Stattdessen ist der zweimalige All-Star nun Botschafter der Orlando Magic, jenes Team, für das er zwischen 2007 und 2010 spielte. Auch deswegen ist Lewis in München. Er ist Teil der kleinen Magic-Delegation, die eine Watch Party in München veranstaltet. In Zukunft könnte es mehr solcher Events geben. NBA-Teams dürfen sich im Ausland nun selbst vermarkten und Orlando hat sich dafür - wenig überraschend - den deutschen Markt ausgesucht.

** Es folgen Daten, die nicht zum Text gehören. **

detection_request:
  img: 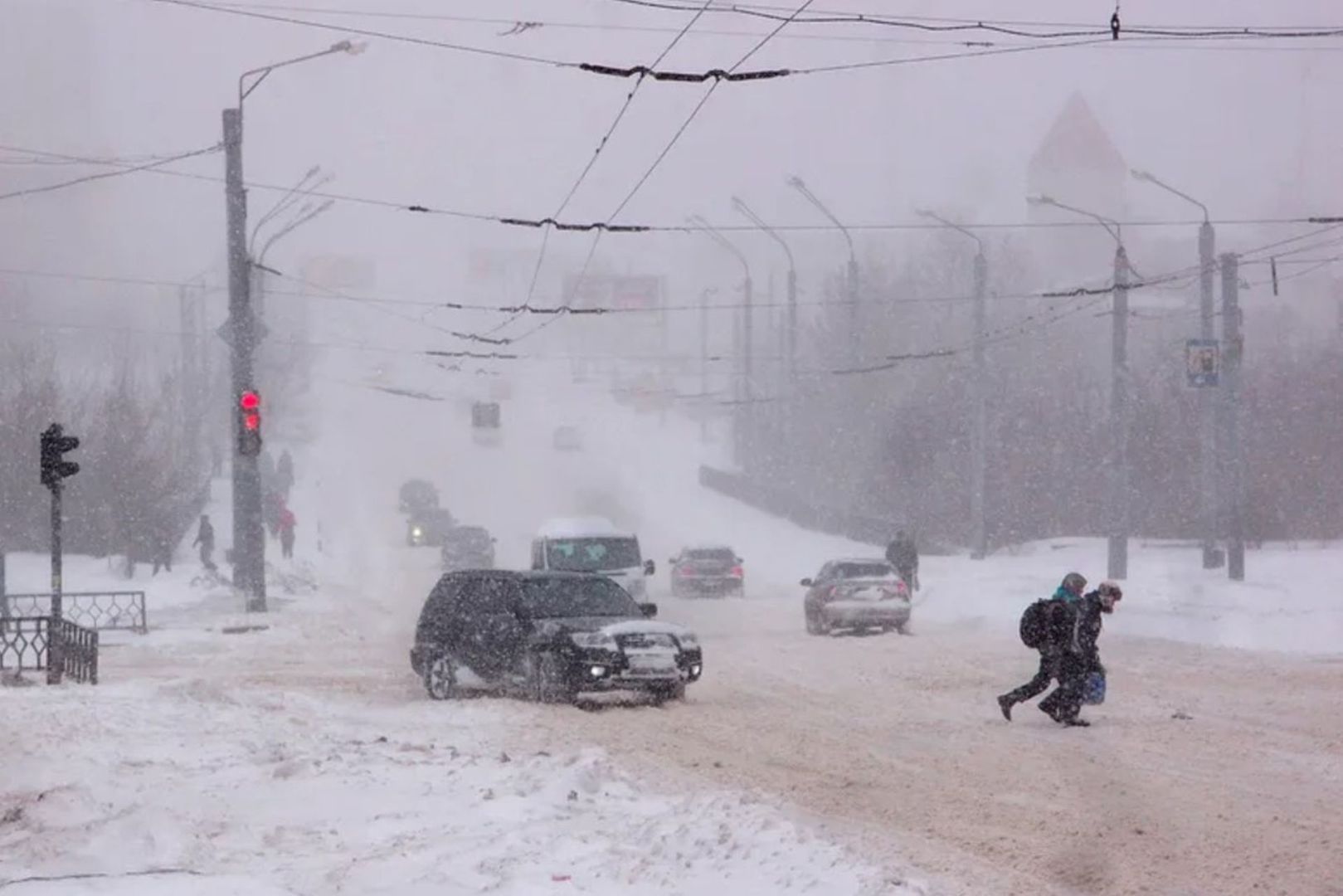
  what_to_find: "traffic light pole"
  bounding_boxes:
[223,105,266,612]
[47,482,66,685]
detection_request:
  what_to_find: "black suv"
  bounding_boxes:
[411,571,703,703]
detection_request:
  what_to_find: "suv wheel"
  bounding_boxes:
[425,653,458,700]
[528,653,575,703]
[649,681,685,707]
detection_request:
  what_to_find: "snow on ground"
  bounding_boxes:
[0,671,920,894]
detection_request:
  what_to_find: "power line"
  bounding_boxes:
[12,141,1343,241]
[149,0,577,69]
[0,144,223,200]
[504,0,814,340]
[612,0,1343,41]
[499,0,713,336]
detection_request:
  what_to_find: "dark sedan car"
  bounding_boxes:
[670,545,746,598]
[802,559,911,634]
[411,571,703,703]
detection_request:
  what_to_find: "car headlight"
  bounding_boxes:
[569,631,616,650]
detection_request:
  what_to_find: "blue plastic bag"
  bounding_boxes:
[1083,672,1105,707]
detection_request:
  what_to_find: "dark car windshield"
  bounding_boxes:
[523,577,640,619]
[449,528,490,549]
[545,538,640,572]
[685,548,737,562]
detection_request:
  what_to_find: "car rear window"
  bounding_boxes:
[685,548,737,562]
[523,577,640,619]
[835,562,896,579]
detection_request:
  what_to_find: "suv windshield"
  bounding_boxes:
[523,577,640,619]
[545,538,640,572]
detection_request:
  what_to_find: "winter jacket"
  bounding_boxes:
[887,538,918,572]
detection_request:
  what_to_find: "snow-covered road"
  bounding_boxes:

Zu diesem Anlass sprach Lewis mit basketball-world.news über die Zukunft der Magic, die Entwicklung von Franz Wagner, aber auch seine eigene Karriere in Orlando sowie die Zeit mit der Big Three der Magic. Außerdem erinnerte sich Lewis an seine erste Begegnung mit Dirk Nowitzki, die aus Sicht des Forwards nicht ganz so erfreulich war.
Mr. Lewis, nach ihrem Ausstieg aus der Big3-Liga von Ice Cube sind Sie unter anderem Botschafter der Orlando Magic. Was halten Sie denn von Ihrem Ex-Team?

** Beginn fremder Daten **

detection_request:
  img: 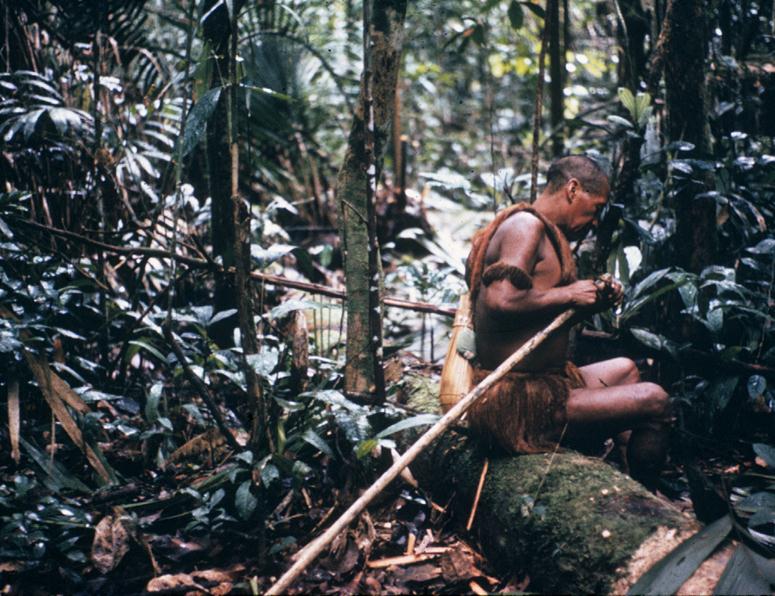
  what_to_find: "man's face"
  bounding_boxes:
[566,179,608,239]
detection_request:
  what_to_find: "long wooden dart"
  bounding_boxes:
[266,308,576,595]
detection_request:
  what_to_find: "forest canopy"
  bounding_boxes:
[0,0,775,593]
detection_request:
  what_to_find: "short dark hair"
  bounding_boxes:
[546,155,608,195]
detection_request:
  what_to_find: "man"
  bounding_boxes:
[467,156,669,487]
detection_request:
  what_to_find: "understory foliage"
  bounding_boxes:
[0,0,775,591]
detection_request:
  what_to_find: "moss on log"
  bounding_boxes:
[409,377,699,593]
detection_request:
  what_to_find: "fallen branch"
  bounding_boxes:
[17,220,455,317]
[164,325,242,453]
[368,553,441,568]
[266,308,575,595]
[466,457,490,532]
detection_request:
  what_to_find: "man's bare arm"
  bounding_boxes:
[480,214,599,320]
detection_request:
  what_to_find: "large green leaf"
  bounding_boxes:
[234,480,258,521]
[713,544,775,594]
[753,443,775,468]
[627,515,732,594]
[301,428,334,457]
[377,414,439,439]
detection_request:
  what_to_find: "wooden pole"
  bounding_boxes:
[266,308,576,596]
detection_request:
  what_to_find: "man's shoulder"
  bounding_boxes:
[497,210,546,238]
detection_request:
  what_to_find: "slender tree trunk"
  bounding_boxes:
[202,0,244,346]
[547,1,565,157]
[665,0,718,272]
[337,0,407,399]
[594,0,650,273]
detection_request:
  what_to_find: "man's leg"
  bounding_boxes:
[567,358,670,488]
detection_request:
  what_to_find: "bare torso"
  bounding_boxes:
[473,212,569,371]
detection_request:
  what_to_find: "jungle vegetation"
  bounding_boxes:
[0,0,775,593]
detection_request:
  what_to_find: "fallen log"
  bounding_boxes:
[401,377,731,594]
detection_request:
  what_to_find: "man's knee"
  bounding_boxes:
[614,357,640,385]
[640,383,670,422]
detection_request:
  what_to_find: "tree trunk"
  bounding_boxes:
[664,0,718,273]
[594,0,650,274]
[548,1,565,157]
[401,377,724,594]
[203,0,244,347]
[337,0,407,397]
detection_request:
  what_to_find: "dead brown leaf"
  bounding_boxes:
[91,515,129,574]
[145,564,245,596]
[439,548,482,583]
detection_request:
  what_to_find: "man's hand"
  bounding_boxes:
[564,279,600,310]
[565,275,624,312]
[595,273,624,309]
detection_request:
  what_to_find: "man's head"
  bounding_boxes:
[537,155,609,238]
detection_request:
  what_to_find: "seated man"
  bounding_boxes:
[467,156,669,488]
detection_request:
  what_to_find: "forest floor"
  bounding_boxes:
[0,352,746,594]
[0,197,764,594]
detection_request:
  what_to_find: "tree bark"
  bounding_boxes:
[337,0,407,397]
[202,0,244,347]
[664,0,718,273]
[594,0,650,274]
[400,377,723,594]
[547,1,565,157]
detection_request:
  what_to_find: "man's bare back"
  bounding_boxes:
[472,157,669,484]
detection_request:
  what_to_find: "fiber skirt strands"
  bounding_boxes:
[468,361,584,453]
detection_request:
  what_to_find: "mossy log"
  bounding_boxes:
[409,378,723,593]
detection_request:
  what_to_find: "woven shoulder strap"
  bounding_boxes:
[466,203,576,302]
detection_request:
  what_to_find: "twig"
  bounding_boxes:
[266,308,576,595]
[368,553,441,572]
[16,220,455,317]
[164,325,242,452]
[466,457,490,532]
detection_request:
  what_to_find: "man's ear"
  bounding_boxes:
[565,178,580,203]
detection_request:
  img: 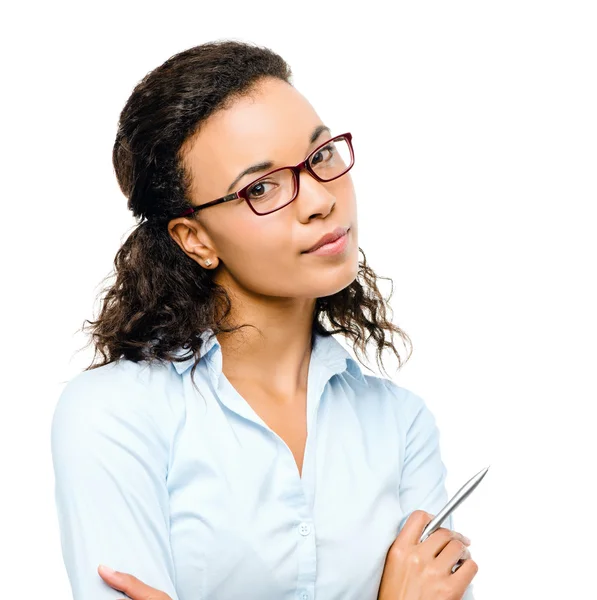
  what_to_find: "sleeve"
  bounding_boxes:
[51,368,178,600]
[398,394,475,600]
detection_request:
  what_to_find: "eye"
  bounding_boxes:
[310,142,336,165]
[247,181,274,200]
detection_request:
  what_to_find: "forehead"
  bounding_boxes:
[185,79,321,195]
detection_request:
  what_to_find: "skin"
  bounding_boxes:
[98,78,470,600]
[168,77,359,473]
[168,78,358,404]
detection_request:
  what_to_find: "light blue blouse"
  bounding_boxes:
[51,334,474,600]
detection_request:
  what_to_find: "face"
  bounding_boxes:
[168,78,358,300]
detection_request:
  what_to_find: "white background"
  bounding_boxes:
[0,0,597,600]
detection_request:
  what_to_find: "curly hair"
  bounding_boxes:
[82,40,412,392]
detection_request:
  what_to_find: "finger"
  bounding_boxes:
[397,510,433,546]
[98,565,171,600]
[435,539,469,574]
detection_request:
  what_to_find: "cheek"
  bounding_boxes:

Rashard Lewis: Das Team ist wirklich gut, selbst mit all den Verletzungen. Daran sieht man, wie gut diese Mannschaft gecoacht wird. Coach Mosley holt das Beste aus ihnen heraus und vielleicht hat es sogar etwas Gutes, dass die Verletzungen von Paolo, Franz und Moritz passiert sind. Wenn sie zurückkommen, haben die anderen mehr gespielt und sich so verbessert. Fügst du dann mit Banchero und Franz Wagner wieder zwei All-Stars hinzu, dann ist das schon richtig stark.
Gerade Franz Wagner hatte vor seiner Verletzung einen riesigen Sprung gemacht. Hatten Sie das so kommen sehen?

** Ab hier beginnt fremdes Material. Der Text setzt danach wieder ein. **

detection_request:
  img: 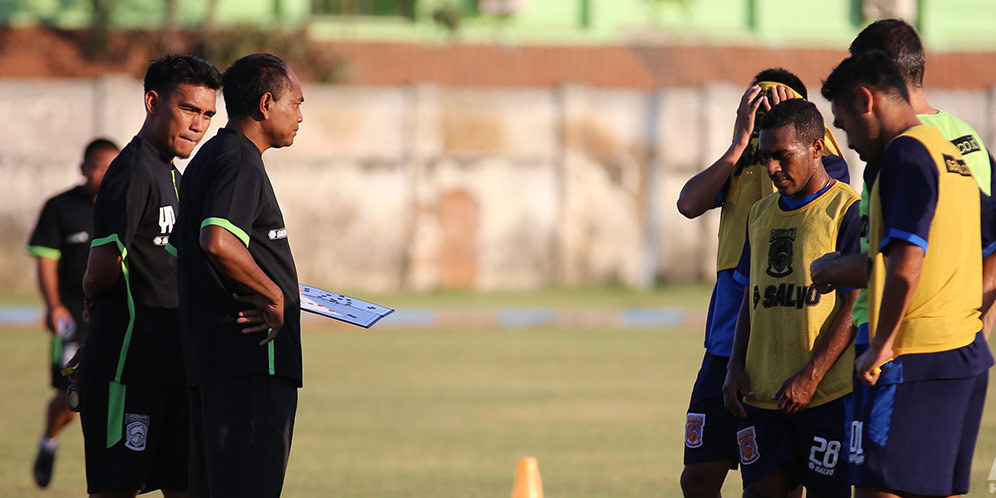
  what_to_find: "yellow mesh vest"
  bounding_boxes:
[716,81,840,271]
[746,182,859,409]
[868,125,982,357]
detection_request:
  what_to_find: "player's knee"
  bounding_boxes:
[681,465,725,498]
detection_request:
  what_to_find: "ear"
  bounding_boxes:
[854,86,875,114]
[813,138,826,157]
[145,90,159,115]
[259,92,274,121]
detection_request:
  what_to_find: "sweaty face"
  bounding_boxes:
[757,125,818,196]
[830,100,882,164]
[266,68,304,147]
[154,83,218,158]
[82,148,118,196]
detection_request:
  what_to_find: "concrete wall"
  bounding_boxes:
[0,78,996,291]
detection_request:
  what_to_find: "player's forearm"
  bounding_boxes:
[979,253,996,340]
[678,139,748,218]
[37,258,64,310]
[871,241,924,351]
[802,290,858,384]
[83,244,121,301]
[729,291,750,368]
[199,226,283,303]
[811,253,868,289]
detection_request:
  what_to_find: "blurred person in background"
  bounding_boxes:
[28,138,120,488]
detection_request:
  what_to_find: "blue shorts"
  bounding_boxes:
[737,398,851,497]
[850,355,989,496]
[685,352,737,469]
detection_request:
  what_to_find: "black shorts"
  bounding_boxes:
[737,398,851,497]
[685,352,740,469]
[190,375,297,498]
[79,376,189,493]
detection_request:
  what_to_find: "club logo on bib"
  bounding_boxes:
[125,413,149,451]
[66,231,90,244]
[266,228,287,240]
[737,425,761,465]
[765,228,795,277]
[685,413,705,448]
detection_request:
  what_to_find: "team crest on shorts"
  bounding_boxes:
[125,413,149,451]
[737,425,761,465]
[765,228,795,277]
[685,413,705,448]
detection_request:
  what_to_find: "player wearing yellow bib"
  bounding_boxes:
[822,50,993,497]
[723,100,860,497]
[677,69,850,498]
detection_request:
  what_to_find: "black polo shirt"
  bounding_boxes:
[81,137,184,384]
[28,186,93,334]
[172,128,301,386]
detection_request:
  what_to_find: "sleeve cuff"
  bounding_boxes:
[90,233,128,258]
[733,271,750,286]
[201,218,249,247]
[28,246,62,260]
[982,242,996,258]
[878,228,927,253]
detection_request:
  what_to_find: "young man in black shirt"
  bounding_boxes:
[79,55,221,496]
[174,54,304,497]
[28,138,119,488]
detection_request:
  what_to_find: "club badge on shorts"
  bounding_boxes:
[737,425,761,465]
[125,413,149,451]
[685,413,705,448]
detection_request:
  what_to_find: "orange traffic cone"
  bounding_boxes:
[512,457,543,498]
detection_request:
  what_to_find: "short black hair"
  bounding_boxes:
[221,54,291,118]
[145,55,221,97]
[751,67,809,99]
[848,19,927,88]
[760,99,825,145]
[820,50,910,105]
[83,137,121,161]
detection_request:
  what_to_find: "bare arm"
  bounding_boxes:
[980,253,996,341]
[855,241,924,386]
[36,258,75,334]
[198,225,284,345]
[83,244,121,301]
[809,252,868,291]
[723,287,754,417]
[772,290,858,413]
[678,85,794,219]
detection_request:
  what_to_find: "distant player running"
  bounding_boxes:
[678,69,850,498]
[79,55,221,497]
[28,138,118,488]
[822,50,993,497]
[723,100,860,497]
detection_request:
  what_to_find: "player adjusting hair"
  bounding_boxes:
[222,54,291,118]
[751,67,809,99]
[760,99,823,145]
[848,19,927,88]
[820,50,910,103]
[145,55,221,95]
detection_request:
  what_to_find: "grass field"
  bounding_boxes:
[0,288,996,498]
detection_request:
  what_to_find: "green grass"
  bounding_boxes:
[0,289,996,498]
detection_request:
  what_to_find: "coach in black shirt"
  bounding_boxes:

Nicht wirklich. Bei Olympia hat er gut und auch Deutschland allgemein sehr gut gespielt. Aber sein Wurf war einfach weg und ich hatte Zweifel, weil das nicht das erste Mal war. In den großen Momenten hatte er auch noch nicht geliefert, aber wenn ich diese Saison sehe, dann ist das ein Unterschied wie Tag und Nacht. Für mich ist er ein klarer All-Star und wenn er Glück hat, wird er trotz seiner Verletzung nominiert.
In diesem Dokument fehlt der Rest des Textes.